Like a topology of narrative, Gerard Genette theory of narratology is regarded by most specialists in the field of literature as a reading tool that articulates an important milestone in the nurturing of the literary theory. By using narrative voice as a tool through which all the other categories are joined, Genette engages the context of production as an important element. Christian wolf is one of the withstanding novelists from the former East Germany. Cassandra, a very intense, difficult and prolific book was first published in 1983. The book was authored from inside a repressive regime, and its figurative function tends to cover its simple existence as a visionary whose visions are doomed to disgrace or simply a fiction. In a nut shell Cassandra stands as feminine author who struggles to pass her voice and more so her guilt at her betrayals and part in Troy’s crime stands for Christina outstanding implications in Germany’s delusions and errors.
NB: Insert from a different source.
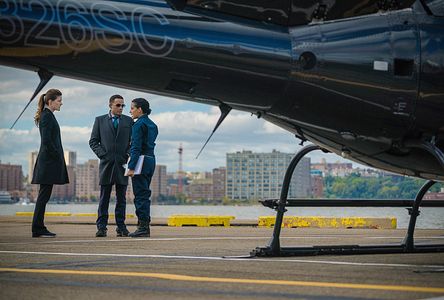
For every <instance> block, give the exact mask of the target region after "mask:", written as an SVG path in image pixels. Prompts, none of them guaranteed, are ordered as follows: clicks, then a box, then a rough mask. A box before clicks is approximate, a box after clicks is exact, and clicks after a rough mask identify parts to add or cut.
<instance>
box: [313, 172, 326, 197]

Application of Gerard Genette theory can be applied in Cassandra’s novels by exhaustively discussing the internal mechanisms of the story and the form taken by the narrative. This can be done by discussing four entities that are: time, level, the narrative and mood.
Narrative mood: the mode of execution of ideas used by wolf explicitly creates a very unpredictable environment for the reader. The story line employs distancing and other aspects to create a very uncertain mood that governs the flow of the plot. For example when Andron becomes Polyxena’s lover, Achilles demands Polyxena in exchange for the body of Hector, Andron does not resist, and in fact he offers Achilles without any remorse.
Christina wolf in his work incorporates distancing in the flow of events in executing the mood of the narrative. Distancing helps the reader to determine the extent of precision in the content being conveyed. Wolf uses both narrative of events and also narrative of words to explain what the character is doing, thinking or saying. Cassandra is narrated as an internal monologue in a flow- of -consciousness style. Cassandra knows very well that she will be soon be killed by Clytemnestra, Agamemnon's wife. As she prepares for her demise Cassandra reflects back her life as she unhelplessly awaits death behind the bars after having fallen as a victim of prison at the fall of Troy to the Greeks. Christina’s searing identification using her protagonist is made distinct in the first passage of the novel where the reader feels the merging of Cassandra’s voice and the author. The novel was written from inside a repressive regime. Throughout the novel Cassandra is seen to examine, introspect and even critiquing her personality. There is an exclusive use of narratized speech to show how words and actions have been integrated into the story line simultaneously as the story line matures up.
Apart from the narrative function, which manifests into any narrative, this succinct fictional story brings out a couple of important functions: the ideological function, the testimonial function and the communication function. The purpose of distancing and taking part of the narrator is to manifest and intensify diegesis in the story, the norm being that all narratives should be taken as fictional acts of language , rather than actual imitations of reality.
Narrative instance: The narrative instance is known to be the bridge between the narrative voices; the time of narration and the narrative perspective .Just like narrative mood, by looking at narrative instance one can gain a better view of the relationship between the story line of a given narrative and the narrator. The story line is presented in a zero focalization aspect as Cassandra has the ability to know more than the other characters about their thoughts and gestures. Like when she suspects that Helen is not in Troy that was true because Paris had already brought but Cassandra didn’t know thou she felt it. Basically according to Genette theory this story is presented in an extra diegetic level.
Narrative time: narrative time brings us up to speed with narrators’ final position in relation to the events being told. In reference to narration time, the story line begins when Cassandra describes her youth when she was the favorite daughter of Priam and ends when Cassandra meets Aeneas for the last time and asks her to leave Troy but she refuses. In the beginning the story is presented in a subsequent narration because Cassandra begins the story by reflecting her youthful days however, part of the narrative is presented in an analepsis anachrony and as a prior narration, for example, Cassandra has the ability to see things that will happen in the future. The frequency of events according to this theory, the characters especially Cassandra is able to recount more than once what happened once.
In a nut shell Gerard Genette theory in narratology has served as an important milestone to understand literature. Its application in Christina Wolf novel, Cassandra has helped learners to effectively and satisfactorily appreciate the role of narrotology in nurturing literacy theory.
Lucie Guillemette, Cynthia Lévesque. "Narratology." Signos (2012): 15-16.
Wolf, Christa. Cassandra: A Novel and Four Essays. Charlotte, North Carolina: Baker & Taylor publishers, 2009.